Model running :
https://github.com/arrmansa/Basic-UI-for-GPT-Neo-with-low-vram
Benchmarking :
https://github.com/arrmansa/Gpu-bandwidth-benchmark
The new notebooks are significantly (>2x) faster use less vram (3gb instead of 6gb), tunable and contain an actual UI.
A notebook that runs GPT-Neo with low vram (6 gb) and cuda acceleration by loading it into gpu memory in smaller parts.
This method may perhaps provide a much more significant acceleration if used with much larger models and higher vram (and ram-vram bandwidth) gpus, making it possible to run large models (similar to gpt-3) on high end consumer hardware.
- The lack of any significant speed difference between splitting the model into 32 parts (105 second runtime) and 2 parts (85 second runtime) indicates that ram->vram transfer is the major bottleneck for this process. (In version 1.1)
- There may be a possibility of transferring blocks to gpu with multiprocessing, since the cpu load also seems single core, and having tensors transferred to gpu serially is not important.

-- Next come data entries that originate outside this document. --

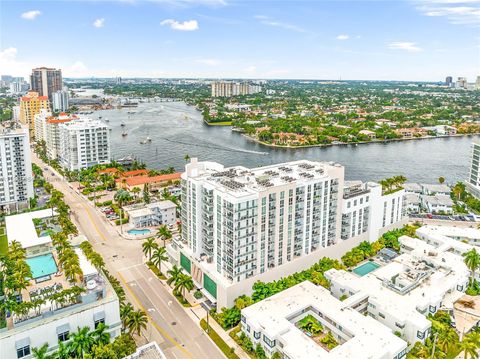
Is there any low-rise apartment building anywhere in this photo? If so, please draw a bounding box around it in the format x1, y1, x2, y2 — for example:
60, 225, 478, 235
241, 281, 407, 359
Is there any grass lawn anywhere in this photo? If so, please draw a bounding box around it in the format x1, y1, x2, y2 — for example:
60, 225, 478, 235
200, 319, 240, 359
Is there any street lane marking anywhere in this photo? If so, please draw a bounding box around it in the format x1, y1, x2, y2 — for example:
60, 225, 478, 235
82, 203, 107, 242
118, 272, 195, 359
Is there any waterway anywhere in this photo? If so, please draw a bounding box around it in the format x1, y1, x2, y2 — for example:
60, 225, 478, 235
91, 102, 480, 183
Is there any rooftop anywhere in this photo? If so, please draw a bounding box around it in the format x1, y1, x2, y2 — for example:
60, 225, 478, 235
184, 159, 343, 201
242, 281, 407, 359
5, 209, 57, 252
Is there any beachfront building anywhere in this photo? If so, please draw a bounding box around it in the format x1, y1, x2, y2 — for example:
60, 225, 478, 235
20, 91, 50, 136
241, 281, 407, 359
0, 210, 121, 359
211, 81, 262, 97
169, 159, 404, 308
421, 194, 454, 214
325, 231, 471, 343
123, 201, 177, 228
0, 126, 34, 211
466, 142, 480, 198
58, 118, 110, 171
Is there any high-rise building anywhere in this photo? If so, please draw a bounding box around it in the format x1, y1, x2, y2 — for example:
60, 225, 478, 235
466, 142, 480, 198
455, 77, 467, 89
52, 90, 69, 111
59, 118, 110, 171
30, 67, 62, 101
0, 127, 34, 210
211, 81, 262, 97
169, 159, 406, 308
20, 91, 50, 136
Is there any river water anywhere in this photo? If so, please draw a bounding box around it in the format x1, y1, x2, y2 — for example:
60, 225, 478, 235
91, 102, 479, 183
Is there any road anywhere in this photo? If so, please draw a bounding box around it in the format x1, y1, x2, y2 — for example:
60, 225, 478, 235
32, 153, 225, 359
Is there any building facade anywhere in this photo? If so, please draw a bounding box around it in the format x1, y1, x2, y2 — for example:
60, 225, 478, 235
52, 90, 69, 111
170, 159, 404, 307
59, 118, 110, 171
20, 91, 50, 136
30, 67, 62, 101
0, 128, 34, 210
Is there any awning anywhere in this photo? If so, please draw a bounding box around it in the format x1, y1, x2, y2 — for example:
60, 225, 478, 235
57, 323, 70, 335
93, 310, 105, 322
15, 337, 30, 350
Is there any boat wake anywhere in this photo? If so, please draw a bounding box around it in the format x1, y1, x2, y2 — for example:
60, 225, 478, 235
165, 138, 268, 156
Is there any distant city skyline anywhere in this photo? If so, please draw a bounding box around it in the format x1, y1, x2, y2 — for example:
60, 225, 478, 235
0, 0, 480, 82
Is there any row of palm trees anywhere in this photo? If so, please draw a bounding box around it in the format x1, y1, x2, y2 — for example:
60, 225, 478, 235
32, 323, 110, 359
80, 241, 148, 336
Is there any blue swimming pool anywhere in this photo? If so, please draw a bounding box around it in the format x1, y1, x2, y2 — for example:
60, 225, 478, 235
27, 253, 58, 279
353, 262, 380, 277
127, 228, 151, 236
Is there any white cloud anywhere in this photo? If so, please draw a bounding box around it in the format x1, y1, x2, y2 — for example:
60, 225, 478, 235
93, 17, 105, 28
20, 10, 42, 20
195, 59, 220, 66
160, 19, 198, 31
387, 41, 422, 52
415, 0, 480, 27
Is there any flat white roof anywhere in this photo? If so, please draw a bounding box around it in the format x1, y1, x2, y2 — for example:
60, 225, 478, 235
5, 209, 57, 252
242, 281, 407, 359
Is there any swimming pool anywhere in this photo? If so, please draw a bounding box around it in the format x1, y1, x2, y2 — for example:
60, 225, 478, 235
127, 228, 151, 236
27, 253, 58, 279
353, 262, 380, 277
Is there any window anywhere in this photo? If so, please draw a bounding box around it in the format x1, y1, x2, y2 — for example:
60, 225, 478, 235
17, 345, 30, 358
58, 332, 69, 342
263, 335, 275, 348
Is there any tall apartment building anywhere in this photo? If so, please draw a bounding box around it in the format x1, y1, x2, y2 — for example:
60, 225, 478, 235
20, 91, 50, 136
52, 90, 69, 111
0, 128, 34, 210
169, 159, 403, 308
211, 81, 262, 97
30, 67, 62, 101
58, 118, 110, 171
455, 77, 468, 89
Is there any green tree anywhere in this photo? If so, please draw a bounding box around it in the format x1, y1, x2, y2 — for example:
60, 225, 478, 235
142, 237, 158, 261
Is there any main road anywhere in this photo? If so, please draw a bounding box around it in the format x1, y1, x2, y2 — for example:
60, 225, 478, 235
32, 153, 224, 359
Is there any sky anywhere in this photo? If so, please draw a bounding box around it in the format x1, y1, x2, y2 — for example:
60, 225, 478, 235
0, 0, 480, 82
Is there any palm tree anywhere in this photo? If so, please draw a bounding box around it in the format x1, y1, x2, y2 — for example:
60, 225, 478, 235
32, 343, 51, 359
70, 327, 95, 358
151, 247, 168, 273
93, 323, 110, 345
173, 273, 195, 298
157, 224, 172, 247
142, 237, 158, 261
55, 342, 71, 359
463, 248, 480, 285
120, 303, 134, 329
127, 309, 148, 335
167, 265, 182, 286
114, 189, 131, 233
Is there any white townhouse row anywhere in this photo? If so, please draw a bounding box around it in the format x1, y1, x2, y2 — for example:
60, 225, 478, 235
168, 159, 406, 308
325, 229, 472, 344
241, 281, 407, 359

- Gpu bandwith tested using debug cell at the end shows a rate of 5.3 GB/s (approx 490gb in 93 seconds) which is significantly lower than the speed of my dual channel 2666Mhz DDR4 ram max theoretical bandwidth (40 GB/s) and also lower than the pci express x16 gen 3 (16 GB/s) bandwidth.
- It is possible to exploit the fact that 2 blocks are identical in shape and only have different values inside to make this process faster by avoiding creation of new tensors.
- The Pytorch only supporting inplace transfers of modules from gpu to cpu made this more complex than is should be.